Firms subject to increasing regulations for overseas property transactions

Firms subject to increasing regulations for overseas property transactions


UK-based estate agents and Consumer Credit Financial Institutions (CCFIs) assisting with buying or selling overseas property are now subject to Anti-Money Laundering (AML) regulations following changes to the guidelines.

The aim of the Money Laundering Regulations is to reduce the risk of supervised businesses being used for money laundering or terrorist financing, which means that businesses have to apply measures such as verifying customer identity, training staff and reporting suspicious activity to the Serious Organised Crime Agency (SOCA).

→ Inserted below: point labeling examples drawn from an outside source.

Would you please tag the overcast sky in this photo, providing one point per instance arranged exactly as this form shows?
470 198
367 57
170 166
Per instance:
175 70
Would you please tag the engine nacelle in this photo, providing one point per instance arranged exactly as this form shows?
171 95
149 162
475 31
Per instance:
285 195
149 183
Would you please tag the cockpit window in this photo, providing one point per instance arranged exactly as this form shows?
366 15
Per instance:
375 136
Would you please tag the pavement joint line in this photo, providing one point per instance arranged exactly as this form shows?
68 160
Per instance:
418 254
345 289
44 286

According to an OFT press release, estate agents or CCFIs (consumer lenders who are not authorised by the Financial Services Authority or supervised by HM Revenue & Customs as a money service business) must register as soon as possible and those that fail to do so may be subject to a fine or face prosecution.

A tribunal has upheld a fine on an estate agent for trading while unregistered in which the decision was made by the First-Tier Tribunal to dismiss Sussex-based estate agent, Mansell McTaggart Limited's appeal against a £3,000 fine imposed by the OFT.

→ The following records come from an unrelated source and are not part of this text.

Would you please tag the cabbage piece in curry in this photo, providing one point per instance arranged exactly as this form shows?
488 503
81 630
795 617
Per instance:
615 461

The Tribunal found that the penalty imposed in this case was appropriate and now Mansell McTaggart Limited is now registered with the OFT under the AML Regulations.

To date, around 7,000 estate agents and 6,000 consumer credit lenders have registered with the OFT under AML regulations.

Commenting on the changes, David Fisher OFT Director of Anti Money Laundering, said: “The changes to the regulations will help to deter, detect and disrupt financial crime by reducing businesses' vulnerability to being used for money laundering or the financing of terrorism.

“It is important that businesses comply with the regulations and register with the OFT. As shown by our action against Mansell McTaggart Limited, where they do not, we will impose penalties.”